1.4.1 Calculating new variables

New variables can be calculated using the 'assign' operator. For example, creating a total score by summing 4 scores:

> totscore <- score1+score2+score3+score4

* , / , ^ can be used to multiply, divide, and raise to a power (var^2 will square a variable). As another example, weight in kilograms can be calculated from weight in pounds:

> weight.kg <- 0.4536*weight.lb

1.4.2 Creating categorical variables

The 'ifelse( )' function can be used to create a two-category variable. The following example creates an age group variable that takes on the value 1 for those under 30, and the value 0 for those 30 or over, from an existing 'age' variable:

> ageLT30 <- ifelse(age < 30,1,0)

The arguments for the ifelse( ) command are 1) a conditional expression (here, is age less than 30), then 2) the value taken on if the expression is true, then 3) the value taken on if the expression is false. The expression 'age<=30' would indicate those less than or equal to 30. Logical expressions can be combined as AND or OR with the & and | symbols, respectively. For example, the expression '30 < age & age <=39' would indicate those aged 30 to 39 (age greater than 30 and less than or equal to 39), and 'age<20 | age>70' would indicate those either under 20 or over 70.

In logical expressions, two equal signs are needed for 'is equal to'

(e.g., > obese <- ifelse(BMIgroup==4,1,0), and the 'not equal to' sign in R is '!='.
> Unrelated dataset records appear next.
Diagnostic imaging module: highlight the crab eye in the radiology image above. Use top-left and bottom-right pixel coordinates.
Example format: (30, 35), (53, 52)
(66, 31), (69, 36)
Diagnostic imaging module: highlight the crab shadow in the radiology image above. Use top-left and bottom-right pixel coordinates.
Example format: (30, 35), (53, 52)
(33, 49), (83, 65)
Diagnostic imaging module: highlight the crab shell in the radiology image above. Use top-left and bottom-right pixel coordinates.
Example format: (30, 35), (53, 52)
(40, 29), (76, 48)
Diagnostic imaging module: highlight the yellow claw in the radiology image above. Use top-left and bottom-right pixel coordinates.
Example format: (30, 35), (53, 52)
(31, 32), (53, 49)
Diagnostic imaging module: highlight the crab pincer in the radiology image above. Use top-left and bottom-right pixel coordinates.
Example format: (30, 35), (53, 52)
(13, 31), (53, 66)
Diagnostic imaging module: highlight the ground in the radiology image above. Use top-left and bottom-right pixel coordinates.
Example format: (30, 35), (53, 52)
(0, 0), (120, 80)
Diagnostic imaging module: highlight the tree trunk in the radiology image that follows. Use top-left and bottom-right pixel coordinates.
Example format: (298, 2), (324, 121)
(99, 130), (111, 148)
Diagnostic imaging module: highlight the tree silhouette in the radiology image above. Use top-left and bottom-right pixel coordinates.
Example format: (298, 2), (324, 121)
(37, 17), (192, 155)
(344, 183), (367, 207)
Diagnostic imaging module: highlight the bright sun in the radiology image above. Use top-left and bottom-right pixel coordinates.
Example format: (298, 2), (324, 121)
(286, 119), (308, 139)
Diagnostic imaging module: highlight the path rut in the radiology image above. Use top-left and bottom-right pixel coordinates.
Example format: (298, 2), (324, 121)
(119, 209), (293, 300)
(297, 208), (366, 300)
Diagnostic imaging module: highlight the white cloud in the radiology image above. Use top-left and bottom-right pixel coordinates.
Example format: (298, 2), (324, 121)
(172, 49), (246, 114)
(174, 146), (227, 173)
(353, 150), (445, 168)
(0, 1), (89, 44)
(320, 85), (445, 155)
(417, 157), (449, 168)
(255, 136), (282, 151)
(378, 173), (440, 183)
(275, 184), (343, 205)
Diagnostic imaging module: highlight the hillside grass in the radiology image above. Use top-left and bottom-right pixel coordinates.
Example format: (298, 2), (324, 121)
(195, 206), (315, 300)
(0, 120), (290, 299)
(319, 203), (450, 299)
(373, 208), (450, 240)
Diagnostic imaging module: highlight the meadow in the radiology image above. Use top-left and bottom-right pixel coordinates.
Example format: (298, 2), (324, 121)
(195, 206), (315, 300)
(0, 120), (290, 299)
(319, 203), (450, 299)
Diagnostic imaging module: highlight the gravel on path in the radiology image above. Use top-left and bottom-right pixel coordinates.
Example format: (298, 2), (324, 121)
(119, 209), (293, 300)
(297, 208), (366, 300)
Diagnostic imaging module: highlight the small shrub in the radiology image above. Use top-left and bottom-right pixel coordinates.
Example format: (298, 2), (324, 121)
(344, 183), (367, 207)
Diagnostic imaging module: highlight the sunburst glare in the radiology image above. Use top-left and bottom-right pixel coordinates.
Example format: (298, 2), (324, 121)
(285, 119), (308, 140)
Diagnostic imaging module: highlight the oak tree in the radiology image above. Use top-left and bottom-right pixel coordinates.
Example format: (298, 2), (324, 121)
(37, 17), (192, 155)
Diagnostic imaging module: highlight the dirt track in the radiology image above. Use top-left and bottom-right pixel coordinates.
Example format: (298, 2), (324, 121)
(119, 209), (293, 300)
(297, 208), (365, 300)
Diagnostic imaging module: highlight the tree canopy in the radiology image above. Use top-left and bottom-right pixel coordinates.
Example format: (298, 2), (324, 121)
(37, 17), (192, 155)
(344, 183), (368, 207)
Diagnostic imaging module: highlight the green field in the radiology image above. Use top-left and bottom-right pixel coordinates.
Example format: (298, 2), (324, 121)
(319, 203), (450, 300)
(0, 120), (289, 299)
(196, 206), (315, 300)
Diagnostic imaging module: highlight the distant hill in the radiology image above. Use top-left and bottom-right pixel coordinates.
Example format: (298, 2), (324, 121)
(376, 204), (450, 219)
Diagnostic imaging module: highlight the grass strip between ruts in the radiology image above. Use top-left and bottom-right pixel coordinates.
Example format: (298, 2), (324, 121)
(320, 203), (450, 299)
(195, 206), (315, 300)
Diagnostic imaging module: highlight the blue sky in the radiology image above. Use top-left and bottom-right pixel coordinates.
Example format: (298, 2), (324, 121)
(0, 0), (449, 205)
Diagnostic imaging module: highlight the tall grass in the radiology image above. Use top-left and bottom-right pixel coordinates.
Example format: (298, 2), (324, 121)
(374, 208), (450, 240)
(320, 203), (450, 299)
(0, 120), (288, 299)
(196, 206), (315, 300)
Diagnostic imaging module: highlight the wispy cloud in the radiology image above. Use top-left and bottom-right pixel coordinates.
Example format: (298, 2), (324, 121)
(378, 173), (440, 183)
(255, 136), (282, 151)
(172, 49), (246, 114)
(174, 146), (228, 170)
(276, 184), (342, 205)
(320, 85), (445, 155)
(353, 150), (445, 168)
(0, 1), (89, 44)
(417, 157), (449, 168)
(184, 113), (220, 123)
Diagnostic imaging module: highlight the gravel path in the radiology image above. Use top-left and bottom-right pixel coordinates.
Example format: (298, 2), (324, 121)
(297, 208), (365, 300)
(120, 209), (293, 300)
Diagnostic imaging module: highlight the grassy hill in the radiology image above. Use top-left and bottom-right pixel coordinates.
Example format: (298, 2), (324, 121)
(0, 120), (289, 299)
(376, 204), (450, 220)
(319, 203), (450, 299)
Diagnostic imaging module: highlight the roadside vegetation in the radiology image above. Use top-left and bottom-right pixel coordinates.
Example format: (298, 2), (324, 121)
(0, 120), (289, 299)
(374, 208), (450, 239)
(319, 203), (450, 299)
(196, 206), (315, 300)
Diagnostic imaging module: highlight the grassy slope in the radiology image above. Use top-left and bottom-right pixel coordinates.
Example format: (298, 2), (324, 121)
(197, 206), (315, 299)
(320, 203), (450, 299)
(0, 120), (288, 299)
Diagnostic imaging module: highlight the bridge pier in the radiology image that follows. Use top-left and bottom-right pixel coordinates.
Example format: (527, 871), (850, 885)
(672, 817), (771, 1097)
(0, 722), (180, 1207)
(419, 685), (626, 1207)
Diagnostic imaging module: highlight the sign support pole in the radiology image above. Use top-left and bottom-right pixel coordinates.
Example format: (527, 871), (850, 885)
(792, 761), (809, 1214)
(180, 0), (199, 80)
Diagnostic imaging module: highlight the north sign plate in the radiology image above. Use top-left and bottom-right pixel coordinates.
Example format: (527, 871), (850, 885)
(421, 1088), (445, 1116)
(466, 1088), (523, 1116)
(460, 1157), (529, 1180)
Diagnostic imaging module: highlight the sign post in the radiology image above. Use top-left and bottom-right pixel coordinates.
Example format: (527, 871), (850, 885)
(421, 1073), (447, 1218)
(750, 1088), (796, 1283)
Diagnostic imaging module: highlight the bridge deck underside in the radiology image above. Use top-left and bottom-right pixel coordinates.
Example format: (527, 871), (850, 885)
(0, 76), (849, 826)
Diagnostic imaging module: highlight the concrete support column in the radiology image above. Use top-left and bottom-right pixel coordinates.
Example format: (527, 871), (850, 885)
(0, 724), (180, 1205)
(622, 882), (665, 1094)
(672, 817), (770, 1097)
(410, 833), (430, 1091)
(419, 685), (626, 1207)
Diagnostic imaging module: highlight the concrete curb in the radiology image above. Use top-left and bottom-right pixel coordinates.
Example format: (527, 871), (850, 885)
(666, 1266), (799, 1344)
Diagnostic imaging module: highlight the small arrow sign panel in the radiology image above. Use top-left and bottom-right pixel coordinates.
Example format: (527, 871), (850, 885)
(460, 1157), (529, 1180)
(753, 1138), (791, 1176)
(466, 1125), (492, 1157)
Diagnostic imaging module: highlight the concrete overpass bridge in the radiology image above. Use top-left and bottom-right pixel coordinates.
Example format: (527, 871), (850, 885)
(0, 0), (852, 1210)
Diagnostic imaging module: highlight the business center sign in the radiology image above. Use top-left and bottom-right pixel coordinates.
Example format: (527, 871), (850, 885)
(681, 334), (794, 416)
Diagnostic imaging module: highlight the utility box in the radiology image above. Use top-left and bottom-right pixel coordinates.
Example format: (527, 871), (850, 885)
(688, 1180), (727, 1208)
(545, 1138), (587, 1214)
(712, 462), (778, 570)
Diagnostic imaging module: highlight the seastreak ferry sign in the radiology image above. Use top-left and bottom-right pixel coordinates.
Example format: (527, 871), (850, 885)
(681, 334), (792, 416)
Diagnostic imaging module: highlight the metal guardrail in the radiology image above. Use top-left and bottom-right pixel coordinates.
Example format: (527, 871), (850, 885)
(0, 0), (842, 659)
A series of commands are needed to create a categorical variable that takes on more than two categories. For example, to create an agecat variable that takes on the values 1, 2, 3, or 4 for those under 20, between 20 and 39, between 40 and 59, and over 60, respectively:

> agecat <- 99

> agecat[age<20] <- 1

> agecat[20<=age & age<=39] <- 2

> agecat[40<age & age<=59] <- 3

> agecat[60 <= age] <- 4

The first line creates an 'agecat' variable and assigns each subject a value of 99. The square brackets [ ] (further described in Section 7 below) are used to indicate that an operation is restricted to cases that meet the condition in the brackets. So the 'agecat[age<20] <- 1' statement will assign the value of 1 to the variable agecat, only for those subjects with age less than 20 (over-riding the 99's assigned in the first line of code). The set of four commands assign the values 1 through 4 to the appropriate age groups.